You devour fast fiction as you do fast food. You savor slow fiction like you linger over an old-fashioned Sunday dinner with family and friends.
In her book, God’s Hotel, Victoria Sweet writes of “slow medicine,” medicine that allows a health professional time to listen to a sick patient and to observe. Such practices lend themselves to chronic illnesses and to patients diagnosed with multiple conditions.
Cooks create slow food for leisurely eating, usually for enjoying in community with others.
Slow fiction, in the sense of Marilynne Robinson’s Gilead or Ann Patchett’s Run, is best read slowly, time taken to consider the characters, their victories and defeats, and perhaps impart meaning to our own lives.

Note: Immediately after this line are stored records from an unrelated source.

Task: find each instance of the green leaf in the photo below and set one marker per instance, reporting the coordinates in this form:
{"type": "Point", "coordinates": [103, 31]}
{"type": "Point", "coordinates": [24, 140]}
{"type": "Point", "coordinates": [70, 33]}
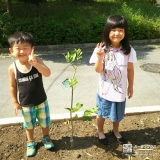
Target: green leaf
{"type": "Point", "coordinates": [87, 118]}
{"type": "Point", "coordinates": [77, 108]}
{"type": "Point", "coordinates": [73, 82]}
{"type": "Point", "coordinates": [68, 109]}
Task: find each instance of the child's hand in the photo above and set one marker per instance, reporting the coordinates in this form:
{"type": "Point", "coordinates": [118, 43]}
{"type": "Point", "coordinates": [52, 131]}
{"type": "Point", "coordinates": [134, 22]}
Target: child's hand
{"type": "Point", "coordinates": [100, 51]}
{"type": "Point", "coordinates": [32, 60]}
{"type": "Point", "coordinates": [16, 108]}
{"type": "Point", "coordinates": [130, 92]}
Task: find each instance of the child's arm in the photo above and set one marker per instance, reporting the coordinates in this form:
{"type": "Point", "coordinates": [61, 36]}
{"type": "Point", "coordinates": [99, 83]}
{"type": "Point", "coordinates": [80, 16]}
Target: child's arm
{"type": "Point", "coordinates": [130, 70]}
{"type": "Point", "coordinates": [100, 54]}
{"type": "Point", "coordinates": [13, 89]}
{"type": "Point", "coordinates": [39, 65]}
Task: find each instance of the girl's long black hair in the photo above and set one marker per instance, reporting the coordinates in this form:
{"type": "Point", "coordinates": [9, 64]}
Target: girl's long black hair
{"type": "Point", "coordinates": [112, 22]}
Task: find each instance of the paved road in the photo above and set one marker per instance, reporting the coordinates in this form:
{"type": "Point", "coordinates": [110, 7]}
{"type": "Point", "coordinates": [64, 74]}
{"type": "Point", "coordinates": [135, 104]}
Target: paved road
{"type": "Point", "coordinates": [146, 84]}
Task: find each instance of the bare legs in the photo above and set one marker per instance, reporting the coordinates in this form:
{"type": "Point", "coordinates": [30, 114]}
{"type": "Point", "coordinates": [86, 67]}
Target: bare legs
{"type": "Point", "coordinates": [115, 129]}
{"type": "Point", "coordinates": [100, 124]}
{"type": "Point", "coordinates": [30, 133]}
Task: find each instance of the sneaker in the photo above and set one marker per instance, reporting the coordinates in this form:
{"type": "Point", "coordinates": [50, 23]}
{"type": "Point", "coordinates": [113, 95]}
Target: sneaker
{"type": "Point", "coordinates": [48, 144]}
{"type": "Point", "coordinates": [31, 149]}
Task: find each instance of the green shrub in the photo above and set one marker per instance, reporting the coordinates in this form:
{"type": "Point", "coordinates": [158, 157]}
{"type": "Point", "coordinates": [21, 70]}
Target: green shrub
{"type": "Point", "coordinates": [83, 23]}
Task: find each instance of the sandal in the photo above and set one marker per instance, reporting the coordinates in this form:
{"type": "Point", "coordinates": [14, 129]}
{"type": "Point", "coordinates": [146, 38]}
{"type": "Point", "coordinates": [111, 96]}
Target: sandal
{"type": "Point", "coordinates": [103, 141]}
{"type": "Point", "coordinates": [119, 140]}
{"type": "Point", "coordinates": [31, 149]}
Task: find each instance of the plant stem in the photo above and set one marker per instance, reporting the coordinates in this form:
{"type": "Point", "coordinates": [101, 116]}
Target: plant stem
{"type": "Point", "coordinates": [71, 118]}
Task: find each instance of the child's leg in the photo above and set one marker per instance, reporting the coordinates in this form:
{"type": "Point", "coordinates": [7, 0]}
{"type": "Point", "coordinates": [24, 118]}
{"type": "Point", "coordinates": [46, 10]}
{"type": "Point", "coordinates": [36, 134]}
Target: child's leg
{"type": "Point", "coordinates": [115, 129]}
{"type": "Point", "coordinates": [30, 133]}
{"type": "Point", "coordinates": [45, 131]}
{"type": "Point", "coordinates": [44, 121]}
{"type": "Point", "coordinates": [100, 124]}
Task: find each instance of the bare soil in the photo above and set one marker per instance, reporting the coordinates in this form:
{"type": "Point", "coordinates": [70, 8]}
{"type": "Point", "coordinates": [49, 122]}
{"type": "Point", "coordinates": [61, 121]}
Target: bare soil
{"type": "Point", "coordinates": [142, 131]}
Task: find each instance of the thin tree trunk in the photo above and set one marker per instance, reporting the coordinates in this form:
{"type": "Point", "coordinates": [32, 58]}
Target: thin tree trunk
{"type": "Point", "coordinates": [9, 7]}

We need fast medicine when an emergency or an easily diagnosed condition arises: A broken leg requires definite and rapid action. Antibiotics heal certain infections in days. A heart attack calls for immediate measures to stabilize the patient.
A half-hour lunch means a quick meal, not necessarily an unhealthy meal. Apple slices with tuna and cottage cheese can be prepared in minutes.
Fast fiction is fiction whose world we enter immediately when we want escape from a period of tedium and boredom or to relax after a busy day.
I gravitate now toward slow fiction, both as a reader and as a writer. I’m less interested in fiction that sews up all the problems into a neat garment. I prefer fiction that “amounts to something.” This fiction gives hope through personal friendship, restored community, and joy dependent on character rather than outward attainments or answering all the questions.